True. That is the process of taxonomy, and each group is named in the process and characterised so other reaserchers can identify individuals and avoid having to do the work again. But sometimes, due to new data, the definition needs to be refined. The difference is that in taxonomy the process is somehow standardized in each field whereas in molecular biology there is the naive hope that the new method will do away with the problems. Invariably it creates its own set of new problems. Neither side has the magic bullet. Of course in this day and age marketing is essential to get to the grants so each tries to dress their research in the best possible manner. And it is much easier to dress molecular biology, regardless of the merit in the work.

What name they have, ultimately, is 
> irrelevant, a standardized English name would do equally well because 
> the species can still be identified, conserved and talked about. 
Yes, but it can only be identified if we use the same name.
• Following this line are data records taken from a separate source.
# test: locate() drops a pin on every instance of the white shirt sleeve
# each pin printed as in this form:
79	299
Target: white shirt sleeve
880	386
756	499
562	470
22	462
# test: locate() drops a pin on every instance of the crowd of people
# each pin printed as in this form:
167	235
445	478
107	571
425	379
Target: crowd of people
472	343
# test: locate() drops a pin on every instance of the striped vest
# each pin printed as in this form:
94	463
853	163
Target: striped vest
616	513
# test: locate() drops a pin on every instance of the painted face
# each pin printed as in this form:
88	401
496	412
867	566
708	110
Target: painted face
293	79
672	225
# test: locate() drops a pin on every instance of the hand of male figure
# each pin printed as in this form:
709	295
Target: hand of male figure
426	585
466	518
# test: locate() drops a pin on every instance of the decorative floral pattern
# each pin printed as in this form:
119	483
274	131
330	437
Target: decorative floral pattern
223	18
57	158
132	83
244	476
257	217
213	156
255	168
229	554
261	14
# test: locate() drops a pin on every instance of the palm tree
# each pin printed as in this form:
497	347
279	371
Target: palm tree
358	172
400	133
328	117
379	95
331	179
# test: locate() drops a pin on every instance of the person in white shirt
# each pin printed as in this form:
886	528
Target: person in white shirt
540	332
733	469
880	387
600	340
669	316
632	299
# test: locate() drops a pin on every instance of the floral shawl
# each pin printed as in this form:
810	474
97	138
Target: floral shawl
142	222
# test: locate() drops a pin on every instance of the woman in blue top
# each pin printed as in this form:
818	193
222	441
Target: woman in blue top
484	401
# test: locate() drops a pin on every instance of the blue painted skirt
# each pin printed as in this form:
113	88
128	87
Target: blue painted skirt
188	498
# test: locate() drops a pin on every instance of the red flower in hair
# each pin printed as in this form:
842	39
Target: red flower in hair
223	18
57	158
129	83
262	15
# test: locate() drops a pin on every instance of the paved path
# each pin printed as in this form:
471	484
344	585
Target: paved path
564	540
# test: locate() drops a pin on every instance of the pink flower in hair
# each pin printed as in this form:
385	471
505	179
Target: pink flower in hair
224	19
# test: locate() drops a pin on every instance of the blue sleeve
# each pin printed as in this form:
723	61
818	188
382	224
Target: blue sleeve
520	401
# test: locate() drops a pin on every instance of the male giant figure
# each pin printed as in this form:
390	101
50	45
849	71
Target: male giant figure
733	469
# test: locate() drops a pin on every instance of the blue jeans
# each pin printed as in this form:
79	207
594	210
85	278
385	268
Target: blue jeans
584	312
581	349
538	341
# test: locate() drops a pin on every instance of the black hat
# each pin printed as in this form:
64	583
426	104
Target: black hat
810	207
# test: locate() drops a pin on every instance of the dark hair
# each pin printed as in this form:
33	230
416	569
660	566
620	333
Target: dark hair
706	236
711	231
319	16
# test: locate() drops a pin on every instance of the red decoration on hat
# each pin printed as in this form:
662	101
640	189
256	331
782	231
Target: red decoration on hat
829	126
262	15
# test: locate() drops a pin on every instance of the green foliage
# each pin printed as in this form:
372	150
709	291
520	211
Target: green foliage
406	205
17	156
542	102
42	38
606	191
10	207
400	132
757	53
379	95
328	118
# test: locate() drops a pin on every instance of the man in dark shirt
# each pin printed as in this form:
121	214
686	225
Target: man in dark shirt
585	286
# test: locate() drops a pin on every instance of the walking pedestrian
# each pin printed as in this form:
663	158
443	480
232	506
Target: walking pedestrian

You may find this unimportant in your field but in agricultural entomology or ecology it can be a major source of confusion. If only we had an international standard for naming.
This 
> phenomenon is already observed in cases where taxonomists change names 
> of species that are completely ignored by the community at large (for 
> example Aedes aegypti) and in groups that have experienced frequent name 
> changes to the point that the researchers of those species use only the 
> common name of the species to find articles (for example Zebrafish). 
I think it is more cultural inertia. There are orthographical conventions that have changed yet I still write and speak the same way.
The 
> idea that we need names of higher taxa for comparative analyzes is 
> bogus, 
I find this statement confusing. Weren´t you talking about about species/genera?
Secondly, as fascinating as I find Drosophila, the truth is that it is one of the most researched group of organisms. Yet you still see continuous changes. Sorry but I still don´t see you ready to abandon binomials.
because as long as we have sequences of the individuals we work > with, we can create a distance matrix and map changes in character > states across them and determine how they have changed. In short, we can > eliminate the whole field of taxonomy without much trouble for the rest > of biology.
This statement indicates provincialism to the utmost degree. Barcoding, ultimately, means that I don´t need to know anything about organisms. For all I know Musca domestica and Drosophila look the same (I am assuming that the proud owner of the ´DNA-tricorder´ knows something about entomology, a civvie may confuse a cricket with melanogaster). So into the tricorder they go. However which gene to sequence? You simplify at your own peril. The more people barcode the more obvious it becomes that no one single marker will suffice. So we will have to sequence an entire genome to get an I.D. because we don´t know what we have. Something as simple as Musca vs Drosophila dumbed-down to caveman science. But like much in life it is not what you do but how you do it that counts.